K.M. Koan
Casey C.
Rhea Riley
From Seattle to St. Paul
There’s a specter haunting the northern Midwest. It is the specter of Seattle.
These days, no gathering of radicals in these parts can happen without some talk about our plans for the Republican National Convention in St. Paul in late summer. And no talk about anti-RNC action can happen without someone mentioning N30, the November 1999 protests against the WTO in Seattle.
Again and again, in the consulta planning meetings and among the folks that you meet, you can hear the phrase the lessons of Seattle, but everyone seems reluctant to be explicit about what exactly those lessons are or should be. What’s been interesting for us has been to press people in the anti-convention action groups to tell us what it was that they think they learned from Seattle. Interestingly, everyone we have talked with has a different answer.

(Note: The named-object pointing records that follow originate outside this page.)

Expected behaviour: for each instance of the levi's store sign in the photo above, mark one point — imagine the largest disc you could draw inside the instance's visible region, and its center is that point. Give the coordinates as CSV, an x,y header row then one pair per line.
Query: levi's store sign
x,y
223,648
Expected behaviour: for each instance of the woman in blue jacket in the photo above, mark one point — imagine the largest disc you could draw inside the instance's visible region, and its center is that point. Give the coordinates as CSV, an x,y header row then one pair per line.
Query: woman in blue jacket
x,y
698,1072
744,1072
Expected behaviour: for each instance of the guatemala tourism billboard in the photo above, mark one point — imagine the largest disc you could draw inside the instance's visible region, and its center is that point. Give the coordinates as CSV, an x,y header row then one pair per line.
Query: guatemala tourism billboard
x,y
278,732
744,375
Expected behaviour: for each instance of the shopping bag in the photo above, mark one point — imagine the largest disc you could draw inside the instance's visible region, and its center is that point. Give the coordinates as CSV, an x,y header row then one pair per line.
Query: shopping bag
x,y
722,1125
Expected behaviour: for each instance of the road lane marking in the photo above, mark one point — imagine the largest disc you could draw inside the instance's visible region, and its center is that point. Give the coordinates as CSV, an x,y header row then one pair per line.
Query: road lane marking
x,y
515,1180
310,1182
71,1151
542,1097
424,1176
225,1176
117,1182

But everyone keeps talking about Seattle as if we all know and all agree with what the lessons were.
So what does Seattle mean for those of us plotting large-scale direct action against the Republican Party machine in the Twin Cities?
We don’t want to present our opinion as the only correct one. We just want to provide our perspective in the hope that it will get others to say more and publish more before September. For background, let’s explain that, of the three of us writing this article, two were in Seattle in 1999 (independent of one another) and one of us was in Boston in 2004. All of us were involved in anarchist actions that got us roughed up by cops and arrested. And all of us were disappointed by how little was ultimately accomplished and we hope that something different will come from shutting down the RNC this summer.

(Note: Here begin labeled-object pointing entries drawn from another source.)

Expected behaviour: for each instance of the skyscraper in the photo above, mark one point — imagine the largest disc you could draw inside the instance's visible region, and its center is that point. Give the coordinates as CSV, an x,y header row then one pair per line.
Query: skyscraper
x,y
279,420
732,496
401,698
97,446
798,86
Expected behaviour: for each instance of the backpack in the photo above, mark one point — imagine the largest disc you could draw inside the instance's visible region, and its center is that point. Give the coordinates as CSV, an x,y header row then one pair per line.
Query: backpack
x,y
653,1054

We three regard N30 as a lesson in the failures that we can expect when there’s poor pre-planning. The Battle of Seattle was a missed opportunity for meaningful, lasting action; better preparation would have turned it into something more than protest-porn pictures of tear gas clouds, scrawled graffiti, and burning dumpsters shown on TV
We see the hysterical anti-terrorist posturing of militarized police after N30 and 9–11 as one of the most meaningful lessons to have come out of the anti-WTO protests. In the years after Seattle, WTO, IMF, G8, and NAFTA conferences took place in increasingly remote and/or more heavily policed areas. For them, the lessons of Seattle were lessons learned by the cops by the time of the anti-FTAA protests in Miami and the RNC-DNC crackdowns in NYC and Boston in 2004. When cops and politicians talk about Seattle, it sounds almost as if they learned more from Seattle than we did. The lessons for the rest of us should involve appreciating the importance of creating new types of strategic thinking, of honing a hyper-awareness about police spies and infiltrators, and for teaching one another a new jiu-jitsu of how to avoid tasers, tear gas, zip-tie wrist restraints, and the general rising level of paramilitary violence by the forces of law-‘n’-order.

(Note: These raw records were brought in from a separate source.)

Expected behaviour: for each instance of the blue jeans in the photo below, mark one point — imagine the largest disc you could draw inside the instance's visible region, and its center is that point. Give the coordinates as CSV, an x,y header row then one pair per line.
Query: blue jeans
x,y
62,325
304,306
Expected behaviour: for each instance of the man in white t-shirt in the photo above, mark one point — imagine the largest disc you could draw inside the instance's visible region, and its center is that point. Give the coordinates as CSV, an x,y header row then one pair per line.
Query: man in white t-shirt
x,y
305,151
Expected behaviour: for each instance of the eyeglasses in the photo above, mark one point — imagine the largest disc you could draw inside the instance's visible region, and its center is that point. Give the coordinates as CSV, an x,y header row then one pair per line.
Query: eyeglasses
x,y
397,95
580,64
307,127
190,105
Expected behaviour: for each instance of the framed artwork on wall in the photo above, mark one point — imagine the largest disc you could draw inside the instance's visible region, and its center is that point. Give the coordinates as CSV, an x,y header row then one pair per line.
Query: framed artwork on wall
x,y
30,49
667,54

We’ve been encouraged that many of our comrades have thought about some of the things, too. We’re glad that so many are committed to more organization but not at the expense of small-scale autonomy. There’s no end to the if this, then that contingency plans which have been developed by forward-thinking organizing coordinating groups, all of which have built-in self-destruct switches that will dissolve any leadership roles as the date of the RNC gets closer. Carefully and self-conscious media relations have already begun in earnest, and fund-raisers in anticipation of the bail and legal fees needed to help jailed friends has already begun.
Let’s all talk more about what Seattle means and what it means to what we plan for the RNC.